How SUE Ethernet Redefines AI Cluster Interconnects for Scale‑Up Performance
This article examines Broadcom's Scale Up Ethernet (SUE) framework, detailing how it addresses AI/HPC rack‑scale interconnect challenges by delivering ultra‑high bandwidth, microsecond‑level latency, memory‑semantic operations, and seamless compatibility with existing Ethernet infrastructure for large XPU clusters.
The article focuses on AI and high‑performance computing (HPC) clusters' "Scale‑Up" (single‑rack) interconnect needs and proposes the Ethernet‑based SUE framework to overcome traditional Ethernet latency, bandwidth efficiency, and semantic mismatches when connecting XPU accelerators.
Background: New Interconnect Needs and Ethernet Pain Points
Core Requirements: Scalable XPU Interconnect
High bandwidth density : each XPU requires 6.4 T–12.8 T of interconnect bandwidth for real‑time parameter synchronization.
Low latency : memory sharing and atomic operations between XPU units need microsecond‑level latency.
Ecosystem compatibility : reuse existing Ethernet cables, switches, and management software to keep deployment costs low.
Traditional Ethernet Pain Points
Integration difficulty : conventional NICs are too large to embed 8‑16 instances per XPU package.
Semantic mismatch : Ethernet operates on packet‑level network semantics, while XPU workloads rely on memory‑level load/store semantics, requiring complex middleware.
Bandwidth inefficiency : IP/UDP headers consume 40 bytes, reducing payload efficiency to 64 %–89 % for small transfers common in AI/HPC.
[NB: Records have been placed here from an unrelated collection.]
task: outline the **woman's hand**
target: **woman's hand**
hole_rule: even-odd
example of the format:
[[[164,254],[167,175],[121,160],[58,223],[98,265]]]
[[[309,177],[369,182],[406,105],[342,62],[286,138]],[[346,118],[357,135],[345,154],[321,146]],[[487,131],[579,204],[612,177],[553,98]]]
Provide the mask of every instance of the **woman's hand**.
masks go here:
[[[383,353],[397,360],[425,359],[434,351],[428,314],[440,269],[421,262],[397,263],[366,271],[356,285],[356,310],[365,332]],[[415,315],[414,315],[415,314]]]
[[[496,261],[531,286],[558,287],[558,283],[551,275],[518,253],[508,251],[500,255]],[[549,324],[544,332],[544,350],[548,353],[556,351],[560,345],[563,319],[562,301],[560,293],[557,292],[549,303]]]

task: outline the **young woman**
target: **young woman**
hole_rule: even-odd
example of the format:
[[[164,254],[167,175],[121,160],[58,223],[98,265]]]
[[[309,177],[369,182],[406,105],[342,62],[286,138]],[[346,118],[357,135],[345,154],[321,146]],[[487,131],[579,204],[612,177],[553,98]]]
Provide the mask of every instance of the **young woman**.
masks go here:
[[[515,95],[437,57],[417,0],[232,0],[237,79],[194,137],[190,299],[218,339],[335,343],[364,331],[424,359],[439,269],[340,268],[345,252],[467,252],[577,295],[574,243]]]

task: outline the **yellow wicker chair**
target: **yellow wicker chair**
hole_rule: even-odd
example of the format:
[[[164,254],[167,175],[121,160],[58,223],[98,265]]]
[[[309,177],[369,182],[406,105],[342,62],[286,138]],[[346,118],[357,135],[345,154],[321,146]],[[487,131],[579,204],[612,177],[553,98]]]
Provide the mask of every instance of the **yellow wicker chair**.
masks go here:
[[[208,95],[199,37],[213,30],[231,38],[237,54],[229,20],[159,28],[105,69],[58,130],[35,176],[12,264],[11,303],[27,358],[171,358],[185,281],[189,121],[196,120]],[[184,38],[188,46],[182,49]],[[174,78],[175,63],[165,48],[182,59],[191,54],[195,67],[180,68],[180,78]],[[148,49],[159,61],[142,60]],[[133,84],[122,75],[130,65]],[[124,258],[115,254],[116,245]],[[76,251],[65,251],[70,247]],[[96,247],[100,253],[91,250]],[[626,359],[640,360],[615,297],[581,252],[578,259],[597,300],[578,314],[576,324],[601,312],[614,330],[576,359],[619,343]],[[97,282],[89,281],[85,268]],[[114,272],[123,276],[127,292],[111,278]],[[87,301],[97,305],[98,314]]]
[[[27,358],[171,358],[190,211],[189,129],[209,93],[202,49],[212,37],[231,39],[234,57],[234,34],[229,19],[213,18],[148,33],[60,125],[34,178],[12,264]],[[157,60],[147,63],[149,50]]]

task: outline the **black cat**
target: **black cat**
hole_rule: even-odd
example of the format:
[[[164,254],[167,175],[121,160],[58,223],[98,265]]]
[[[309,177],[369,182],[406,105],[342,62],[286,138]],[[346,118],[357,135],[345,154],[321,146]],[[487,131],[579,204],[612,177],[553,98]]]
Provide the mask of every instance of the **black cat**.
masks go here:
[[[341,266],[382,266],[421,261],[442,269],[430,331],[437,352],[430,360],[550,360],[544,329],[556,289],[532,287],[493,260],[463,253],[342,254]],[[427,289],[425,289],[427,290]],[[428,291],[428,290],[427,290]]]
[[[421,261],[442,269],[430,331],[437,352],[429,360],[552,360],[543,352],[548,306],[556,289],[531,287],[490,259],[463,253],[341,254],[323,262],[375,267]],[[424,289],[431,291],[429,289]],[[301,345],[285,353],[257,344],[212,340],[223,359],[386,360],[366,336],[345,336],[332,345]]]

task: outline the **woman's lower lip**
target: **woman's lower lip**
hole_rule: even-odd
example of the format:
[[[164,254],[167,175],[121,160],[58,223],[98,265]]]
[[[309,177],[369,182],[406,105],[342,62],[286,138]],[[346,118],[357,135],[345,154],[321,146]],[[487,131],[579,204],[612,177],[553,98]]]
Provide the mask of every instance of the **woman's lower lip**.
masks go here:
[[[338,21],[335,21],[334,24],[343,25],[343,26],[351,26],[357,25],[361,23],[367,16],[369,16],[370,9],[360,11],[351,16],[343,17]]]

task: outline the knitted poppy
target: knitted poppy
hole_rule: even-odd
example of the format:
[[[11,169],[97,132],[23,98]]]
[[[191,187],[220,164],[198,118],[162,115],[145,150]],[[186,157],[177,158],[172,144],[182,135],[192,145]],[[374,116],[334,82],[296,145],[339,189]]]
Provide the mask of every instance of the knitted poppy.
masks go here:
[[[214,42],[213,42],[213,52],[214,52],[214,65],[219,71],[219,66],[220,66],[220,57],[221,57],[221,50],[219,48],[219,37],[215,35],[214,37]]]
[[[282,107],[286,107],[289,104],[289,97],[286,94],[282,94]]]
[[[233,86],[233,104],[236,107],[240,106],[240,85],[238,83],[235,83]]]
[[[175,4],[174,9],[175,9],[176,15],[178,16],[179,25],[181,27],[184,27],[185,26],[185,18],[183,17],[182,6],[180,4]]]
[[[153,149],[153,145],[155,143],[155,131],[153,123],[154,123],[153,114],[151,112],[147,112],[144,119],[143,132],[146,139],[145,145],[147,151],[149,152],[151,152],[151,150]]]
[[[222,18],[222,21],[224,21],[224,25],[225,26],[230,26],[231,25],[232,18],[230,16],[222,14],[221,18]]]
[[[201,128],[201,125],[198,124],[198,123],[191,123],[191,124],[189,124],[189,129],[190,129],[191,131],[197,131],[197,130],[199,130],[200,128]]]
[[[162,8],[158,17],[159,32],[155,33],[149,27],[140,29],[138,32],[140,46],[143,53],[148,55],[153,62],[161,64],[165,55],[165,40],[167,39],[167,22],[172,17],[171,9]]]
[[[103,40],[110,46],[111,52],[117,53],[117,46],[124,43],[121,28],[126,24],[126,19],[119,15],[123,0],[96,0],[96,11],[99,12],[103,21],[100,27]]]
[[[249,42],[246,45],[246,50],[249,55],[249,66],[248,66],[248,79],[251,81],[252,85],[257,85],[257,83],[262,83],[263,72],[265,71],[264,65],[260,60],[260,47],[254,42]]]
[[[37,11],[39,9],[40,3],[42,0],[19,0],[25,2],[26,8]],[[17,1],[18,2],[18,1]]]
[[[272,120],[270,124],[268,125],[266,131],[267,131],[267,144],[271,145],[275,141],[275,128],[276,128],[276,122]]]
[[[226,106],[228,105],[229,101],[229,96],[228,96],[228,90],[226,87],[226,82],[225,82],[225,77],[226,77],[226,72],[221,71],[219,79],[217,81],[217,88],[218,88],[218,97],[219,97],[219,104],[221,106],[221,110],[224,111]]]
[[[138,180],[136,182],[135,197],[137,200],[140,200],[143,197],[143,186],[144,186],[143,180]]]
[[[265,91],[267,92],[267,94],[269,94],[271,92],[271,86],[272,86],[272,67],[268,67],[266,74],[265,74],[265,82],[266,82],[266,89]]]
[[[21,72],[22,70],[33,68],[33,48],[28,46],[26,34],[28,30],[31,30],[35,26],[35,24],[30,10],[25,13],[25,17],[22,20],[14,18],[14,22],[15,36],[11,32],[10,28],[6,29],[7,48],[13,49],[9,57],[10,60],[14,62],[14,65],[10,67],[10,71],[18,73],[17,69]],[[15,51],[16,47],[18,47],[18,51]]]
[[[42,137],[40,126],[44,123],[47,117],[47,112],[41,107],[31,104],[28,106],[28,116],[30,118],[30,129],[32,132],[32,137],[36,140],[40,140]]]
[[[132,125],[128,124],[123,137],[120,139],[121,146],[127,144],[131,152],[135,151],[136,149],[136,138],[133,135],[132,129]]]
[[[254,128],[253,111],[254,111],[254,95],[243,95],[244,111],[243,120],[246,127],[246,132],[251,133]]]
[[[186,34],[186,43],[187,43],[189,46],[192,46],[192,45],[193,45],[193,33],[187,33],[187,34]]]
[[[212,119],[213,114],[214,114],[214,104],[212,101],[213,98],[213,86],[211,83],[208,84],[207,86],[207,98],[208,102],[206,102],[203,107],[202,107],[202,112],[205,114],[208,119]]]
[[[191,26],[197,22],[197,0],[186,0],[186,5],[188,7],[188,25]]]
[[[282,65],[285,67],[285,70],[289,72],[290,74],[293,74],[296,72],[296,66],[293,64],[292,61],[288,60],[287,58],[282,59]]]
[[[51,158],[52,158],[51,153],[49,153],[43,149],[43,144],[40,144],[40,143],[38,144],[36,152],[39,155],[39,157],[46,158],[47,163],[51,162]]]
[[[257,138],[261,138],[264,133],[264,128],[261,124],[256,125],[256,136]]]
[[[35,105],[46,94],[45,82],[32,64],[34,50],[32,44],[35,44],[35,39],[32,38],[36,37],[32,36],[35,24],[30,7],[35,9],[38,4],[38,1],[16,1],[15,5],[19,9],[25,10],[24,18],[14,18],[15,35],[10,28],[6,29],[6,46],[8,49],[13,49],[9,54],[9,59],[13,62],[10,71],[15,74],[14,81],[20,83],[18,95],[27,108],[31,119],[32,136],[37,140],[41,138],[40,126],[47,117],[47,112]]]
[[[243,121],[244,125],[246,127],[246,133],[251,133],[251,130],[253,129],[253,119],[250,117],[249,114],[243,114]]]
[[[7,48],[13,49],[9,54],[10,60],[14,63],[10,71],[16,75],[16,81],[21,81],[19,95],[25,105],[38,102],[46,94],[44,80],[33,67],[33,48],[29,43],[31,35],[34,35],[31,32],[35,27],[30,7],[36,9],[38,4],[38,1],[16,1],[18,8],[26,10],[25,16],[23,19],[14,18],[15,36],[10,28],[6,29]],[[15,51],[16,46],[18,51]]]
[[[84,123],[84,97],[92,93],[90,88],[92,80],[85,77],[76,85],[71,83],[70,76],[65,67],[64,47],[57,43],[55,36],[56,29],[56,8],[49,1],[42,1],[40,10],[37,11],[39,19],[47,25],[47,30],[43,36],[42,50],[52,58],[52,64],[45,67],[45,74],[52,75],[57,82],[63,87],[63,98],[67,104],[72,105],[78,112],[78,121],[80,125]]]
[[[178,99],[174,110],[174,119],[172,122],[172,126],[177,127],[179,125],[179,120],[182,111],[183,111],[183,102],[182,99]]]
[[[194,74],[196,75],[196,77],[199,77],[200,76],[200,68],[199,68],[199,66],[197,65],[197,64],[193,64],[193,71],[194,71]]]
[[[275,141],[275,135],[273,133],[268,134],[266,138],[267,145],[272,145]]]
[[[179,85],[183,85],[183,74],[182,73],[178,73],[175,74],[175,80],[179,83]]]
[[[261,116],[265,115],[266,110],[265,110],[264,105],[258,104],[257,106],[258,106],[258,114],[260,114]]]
SUE Core Positioning and Architecture
Core Positioning: Ethernet‑Based XPU Interconnect Optimization Framework
SUE (Scale Up Ethernet) is Broadcom’s XPU single‑rack interconnect standard framework. Its goal is to retain Ethernet ecosystem advantages while solving XPU interconnect pain points, offering three key characteristics:
XPU‑native adaptation : direct memory‑semantic load/store/atomic operations between XPU units without CPU mediation.
High‑density scaling : each XPU can host 8‑16 SUE instances, providing 6.4 T–12.8 T per XPU and supporting up to 1 024 XPU in a single rack.
Ethernet ecosystem reuse : compatible with standard Ethernet switches, cables, connectors, and retimers, avoiding new hardware investments.
Technical Architecture: Layered Optimization Balancing Performance and Compatibility
SUE builds on the traditional Ethernet layered model but adds custom optimizations for XPU interconnect, forming a complete stack: XPU‑semantic, transport, data‑link, and physical layers.
Core Technical Features and Advantages
Four Major Technical Breakthroughs
High‑Density Integration and Bandwidth
Multi‑instance design : SUE instance size is 1/5 of a traditional NIC; a single XPU can integrate 8‑16 instances, delivering 6.4 T–12.8 T bandwidth.
Switch compatibility : works with Broadcom Tomahawk series switches, achieving <250 ns latency and line‑rate forwarding for 64‑byte packets.
Memory‑Semantic Adaptation and Low Latency
Direct memory operations : SUE NIC splits AXI4 write requests, encapsulates them into SUE frames with AFH headers, and forwards them over Ethernet; the destination NIC directly issues AXI4 writes, enabling end‑to‑end XPU‑to‑XPU memory access without middleware.
Latency optimization : simplified protocol stack, link‑layer retransmission (LLR), and fixed‑size frames reduce end‑to‑end latency by 46 %–75 % compared with conventional Ethernet, approaching PCIe‑switch levels.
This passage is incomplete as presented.